Interesting/informative/entertaining. Excellent photography job enabling viewers to better understand what the orator is describing. Remember the " Singing Break Men " 🎸🎶 Jimmie Rogers. Whom was a genuine steam locomotive break men till changing careers to a singing entertainer ( 1926 thru 1933 ). Most memorable song. " Break Man's Blues 😭 ". Had the good fortune to travel on 2 different steam locomotives 🚂scenic train rides. Smoky Mountains N.C. Durango & Silverton Colorado. Very relaxing viewing the countryside.😉. Those meals served in the dining cars. Sounded very edible& served professionally -!!!😋
If you watch around the 34 minute 50 second mark on the video. the scene where the woman is purchasing a lower birth from NYC to Boston on the night owl. The date of travel, is December the 6 1941. She will be in Boston, when the world changed.
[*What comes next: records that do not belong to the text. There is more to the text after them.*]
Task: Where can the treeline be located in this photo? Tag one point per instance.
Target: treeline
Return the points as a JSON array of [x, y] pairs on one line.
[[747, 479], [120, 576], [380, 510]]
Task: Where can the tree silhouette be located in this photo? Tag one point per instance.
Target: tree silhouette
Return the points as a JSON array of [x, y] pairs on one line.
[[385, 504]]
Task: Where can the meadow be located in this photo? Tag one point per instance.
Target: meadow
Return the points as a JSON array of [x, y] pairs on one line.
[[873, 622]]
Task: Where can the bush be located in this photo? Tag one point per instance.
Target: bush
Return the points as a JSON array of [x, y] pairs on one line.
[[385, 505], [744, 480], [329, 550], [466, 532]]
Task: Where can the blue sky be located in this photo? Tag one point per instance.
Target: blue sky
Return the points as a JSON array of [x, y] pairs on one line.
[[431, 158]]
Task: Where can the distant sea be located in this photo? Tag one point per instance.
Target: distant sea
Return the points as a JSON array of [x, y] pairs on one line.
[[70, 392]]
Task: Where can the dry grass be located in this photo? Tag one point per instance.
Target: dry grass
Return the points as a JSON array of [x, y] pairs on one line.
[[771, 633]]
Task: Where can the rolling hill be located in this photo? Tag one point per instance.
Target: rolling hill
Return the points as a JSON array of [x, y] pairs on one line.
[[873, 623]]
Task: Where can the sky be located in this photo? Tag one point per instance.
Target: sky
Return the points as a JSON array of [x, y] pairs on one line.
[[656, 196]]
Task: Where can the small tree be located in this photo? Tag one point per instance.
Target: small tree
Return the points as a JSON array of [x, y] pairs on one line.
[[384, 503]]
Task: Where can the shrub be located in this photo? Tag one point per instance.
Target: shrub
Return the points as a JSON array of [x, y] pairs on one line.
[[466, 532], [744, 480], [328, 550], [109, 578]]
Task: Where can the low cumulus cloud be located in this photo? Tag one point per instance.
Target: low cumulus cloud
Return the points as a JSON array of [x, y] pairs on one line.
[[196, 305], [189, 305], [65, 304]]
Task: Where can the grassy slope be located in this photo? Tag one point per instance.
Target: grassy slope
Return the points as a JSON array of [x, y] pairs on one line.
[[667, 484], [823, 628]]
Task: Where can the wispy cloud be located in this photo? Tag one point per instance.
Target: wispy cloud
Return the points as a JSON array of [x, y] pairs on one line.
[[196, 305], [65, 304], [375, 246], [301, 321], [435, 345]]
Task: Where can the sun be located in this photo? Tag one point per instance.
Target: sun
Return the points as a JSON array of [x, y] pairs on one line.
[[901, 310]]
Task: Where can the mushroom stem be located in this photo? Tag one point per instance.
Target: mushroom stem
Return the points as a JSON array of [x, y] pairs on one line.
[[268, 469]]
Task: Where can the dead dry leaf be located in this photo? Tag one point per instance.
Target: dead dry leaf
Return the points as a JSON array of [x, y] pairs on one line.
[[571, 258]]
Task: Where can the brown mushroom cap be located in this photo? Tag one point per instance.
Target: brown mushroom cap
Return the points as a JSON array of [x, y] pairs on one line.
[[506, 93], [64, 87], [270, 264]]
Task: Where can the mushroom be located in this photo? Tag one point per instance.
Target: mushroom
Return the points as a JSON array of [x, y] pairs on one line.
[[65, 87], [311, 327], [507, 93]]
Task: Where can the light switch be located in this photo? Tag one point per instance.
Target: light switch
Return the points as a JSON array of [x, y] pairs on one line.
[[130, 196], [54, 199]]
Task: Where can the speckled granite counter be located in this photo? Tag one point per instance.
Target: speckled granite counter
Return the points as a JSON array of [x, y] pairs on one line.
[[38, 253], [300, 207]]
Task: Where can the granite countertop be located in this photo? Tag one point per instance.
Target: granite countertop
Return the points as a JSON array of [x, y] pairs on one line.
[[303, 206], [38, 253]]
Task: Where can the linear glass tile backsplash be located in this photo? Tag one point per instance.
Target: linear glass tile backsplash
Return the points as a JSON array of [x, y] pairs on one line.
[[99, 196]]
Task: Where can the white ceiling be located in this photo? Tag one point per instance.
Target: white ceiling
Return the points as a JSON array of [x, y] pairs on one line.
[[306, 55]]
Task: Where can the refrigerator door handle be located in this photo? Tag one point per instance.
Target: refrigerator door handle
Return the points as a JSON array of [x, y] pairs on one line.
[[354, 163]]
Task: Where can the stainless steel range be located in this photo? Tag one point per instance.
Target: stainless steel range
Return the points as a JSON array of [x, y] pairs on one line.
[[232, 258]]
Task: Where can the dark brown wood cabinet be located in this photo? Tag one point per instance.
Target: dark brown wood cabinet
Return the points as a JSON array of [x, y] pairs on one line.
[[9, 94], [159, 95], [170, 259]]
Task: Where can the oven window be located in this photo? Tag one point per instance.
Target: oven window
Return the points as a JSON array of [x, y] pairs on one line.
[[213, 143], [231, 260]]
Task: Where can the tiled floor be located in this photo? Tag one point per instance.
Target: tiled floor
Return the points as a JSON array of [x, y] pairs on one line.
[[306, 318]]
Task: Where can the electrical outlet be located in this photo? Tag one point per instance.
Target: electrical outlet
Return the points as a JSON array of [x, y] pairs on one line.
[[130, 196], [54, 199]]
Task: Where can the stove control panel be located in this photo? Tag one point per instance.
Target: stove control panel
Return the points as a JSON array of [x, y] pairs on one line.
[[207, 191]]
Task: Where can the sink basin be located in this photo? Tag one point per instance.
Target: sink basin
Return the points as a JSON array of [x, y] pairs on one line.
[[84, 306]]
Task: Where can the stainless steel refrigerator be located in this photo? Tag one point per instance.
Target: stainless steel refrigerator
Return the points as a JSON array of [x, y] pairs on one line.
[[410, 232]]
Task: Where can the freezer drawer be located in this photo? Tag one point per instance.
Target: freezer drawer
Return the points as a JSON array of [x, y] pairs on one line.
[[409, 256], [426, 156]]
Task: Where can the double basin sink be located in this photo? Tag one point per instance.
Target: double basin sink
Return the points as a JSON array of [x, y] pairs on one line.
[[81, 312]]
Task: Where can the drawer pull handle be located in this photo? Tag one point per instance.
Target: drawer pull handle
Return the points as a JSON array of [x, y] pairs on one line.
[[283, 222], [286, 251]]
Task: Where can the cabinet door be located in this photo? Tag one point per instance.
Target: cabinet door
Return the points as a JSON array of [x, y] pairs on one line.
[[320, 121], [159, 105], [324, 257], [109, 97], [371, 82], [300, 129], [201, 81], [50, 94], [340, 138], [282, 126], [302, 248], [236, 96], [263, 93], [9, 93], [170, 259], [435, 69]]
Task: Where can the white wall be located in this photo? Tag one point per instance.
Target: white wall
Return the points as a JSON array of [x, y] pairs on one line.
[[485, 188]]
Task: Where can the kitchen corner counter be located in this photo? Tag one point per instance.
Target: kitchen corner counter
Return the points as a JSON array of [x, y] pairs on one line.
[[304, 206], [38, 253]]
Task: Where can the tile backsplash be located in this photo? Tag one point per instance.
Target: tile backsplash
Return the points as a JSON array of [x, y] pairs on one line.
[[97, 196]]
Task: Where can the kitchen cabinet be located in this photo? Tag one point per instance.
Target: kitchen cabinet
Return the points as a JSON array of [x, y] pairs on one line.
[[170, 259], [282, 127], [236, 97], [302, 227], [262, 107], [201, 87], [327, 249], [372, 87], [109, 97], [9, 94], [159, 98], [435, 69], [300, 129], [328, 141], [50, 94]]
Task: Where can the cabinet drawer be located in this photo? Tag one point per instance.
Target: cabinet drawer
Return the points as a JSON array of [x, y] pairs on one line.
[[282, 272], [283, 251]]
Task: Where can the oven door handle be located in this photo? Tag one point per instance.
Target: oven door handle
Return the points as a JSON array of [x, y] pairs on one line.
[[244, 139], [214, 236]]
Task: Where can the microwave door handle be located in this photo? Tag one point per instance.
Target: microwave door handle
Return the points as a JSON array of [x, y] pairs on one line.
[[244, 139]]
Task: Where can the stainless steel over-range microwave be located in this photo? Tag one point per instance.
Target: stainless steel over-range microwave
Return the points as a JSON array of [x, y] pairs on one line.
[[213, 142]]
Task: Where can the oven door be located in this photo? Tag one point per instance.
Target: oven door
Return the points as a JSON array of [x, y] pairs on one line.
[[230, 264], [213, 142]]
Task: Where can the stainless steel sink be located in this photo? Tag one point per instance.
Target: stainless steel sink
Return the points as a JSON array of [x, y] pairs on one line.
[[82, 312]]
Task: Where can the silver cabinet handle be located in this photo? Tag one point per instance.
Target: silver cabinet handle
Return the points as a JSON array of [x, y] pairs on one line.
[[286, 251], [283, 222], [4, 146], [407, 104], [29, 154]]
Thanks for uploading the full version of A Great Railroad at work! Well, alright, the intro with the boy at the station watching the old New Haven Ten Wheeler steam locomotive and its train is missing. But it has the track work scene as well as the travel agent in Grand Central scene to name a couple that are in the "full" version of this film. This was one of the most impressive public relations films any American railroad put out during the 1940s. They got Lowell Thomas to narrate it, he was a celebrity in his day; it's kind of like having Tucker Carlson narrating a public relations video for CSX today. However, one thing that I find irritating about this is with the script. Whoever wrote the script that Lowell Thomas read put WAY too much emphasis on New England throughout it, almost in a biased way. "NEW ENGLAND at work, NEW ENGLAND on the move" NEW ENGLAND NEW ENGLAND NEW ENGLAND etc etc. The New York New Haven & Hartford Railroad served lots of [Southern] New England AND [Downstate] New York, they had a huge amount of trackage in both. In fact, in the days before the Penn Central was formed, the New Haven was the railroad that served the most boroughs of New York City; serving every borough except Staten Island.